マリンは家に戻ってきた。寝室のいつもの場所に横たわっている。ただいつもと違うのは酸素吸入をしていること…。
それから2日後の9月29日、マリンは眠るように、静かに天国へ旅立っていった。
享年12歳4ヶ月。
去年の命日には、マリンが大好きだった海に骨を還してあげた。きっとマリンは、沖縄のきれいな海の中でよろこんでくれているんじゃないかな。

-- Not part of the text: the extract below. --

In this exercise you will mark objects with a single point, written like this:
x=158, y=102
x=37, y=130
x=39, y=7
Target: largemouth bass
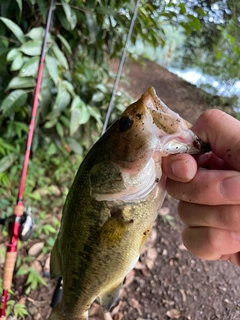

マリンと一緒に過ごした日々は、決して忘れないよ。僕らの所に来てくれて、僕らと一緒に暮らしてくれて、楽しい時間を、本当にありがとう。これからは妹分のファルを、マリンと行けなかった所に連れていくね。お父さんとお母さん、それにやんちゃなファルを天国から見守っていてよ。
▼9/29@マリンが初めて沖縄の海に入った場所で泳ぐファル
by mahalohilo | 2009-09-30 14:42 | 沖縄 | Trackback | Comments(6)
とっても嬉しかったです。
29日はマリンちゃんのご命日だったのですね。
読んでいて、、、涙を抑えきれませんでした。
我が家も2匹の娘たちとともに暮らしているので、、、
いつかは訪れる別れを覚悟はしていても、、こうして実際に体験された方の文を読ませていただくと、、、ダメですね。
マリンちゃんの優しく穏やかな笑顔がとっても愛おしいです。
ご家族の愛情に囲まれてとっても幸せだったことが伝わってくる笑顔です。
馬場さんを通してこちらのブログを知ったのですが同じエキサイトだったことを知り、、、勝手に私のブログにリンクしてしまいました。
了解もなしにごめんなさいね。
これからも素敵な文を楽しみにしています。そして、、ファルちゃんのお顔を拝見するのも楽しみにしてます^^♪
またお邪魔させてくださいね!!
それから、、、馬場さんの事をとっても素敵に書いてくださってありがとうございました。読み逃げですみませんでした(^^ゞ
そうですか~
ボクも過去に一緒に暮らしていたブラウンとロクの二匹を見取った経験があります。
ブラウンのほうは本当に眠るようにという感じだったのですがロクのほうは本当に苦しそうで・・・でも僕ひとりしか居なくて、僕の手の中で動かなくなりました。
本当に辛かったです。
二匹ともガンでした・・
その頃リリースしたファーストアルバムの歌詞カードにロクへの感謝の気持ちを込めて写真を載せました。
でもあれ以来、犬を飼っていません 別れがあまりに辛かったからです
お気持ちすごく分かります。
今日は少しロクとの思い出を辿ってみようと思います
そうでしたか、マリンちゃんの命日か~。正直知りませんでした。
でも、あの元気なマリンちゃん、、GLAYのタクロー君と撮ったマリンちゃん、、なんだか最近の事のようですね!
お二人の愛がしみじみ感じる素敵な言葉に、、なんだかこちらも涙が、、。
生と死、、永遠に向き合わなければテーマですよね。
マリンちゃんを しのんで、、。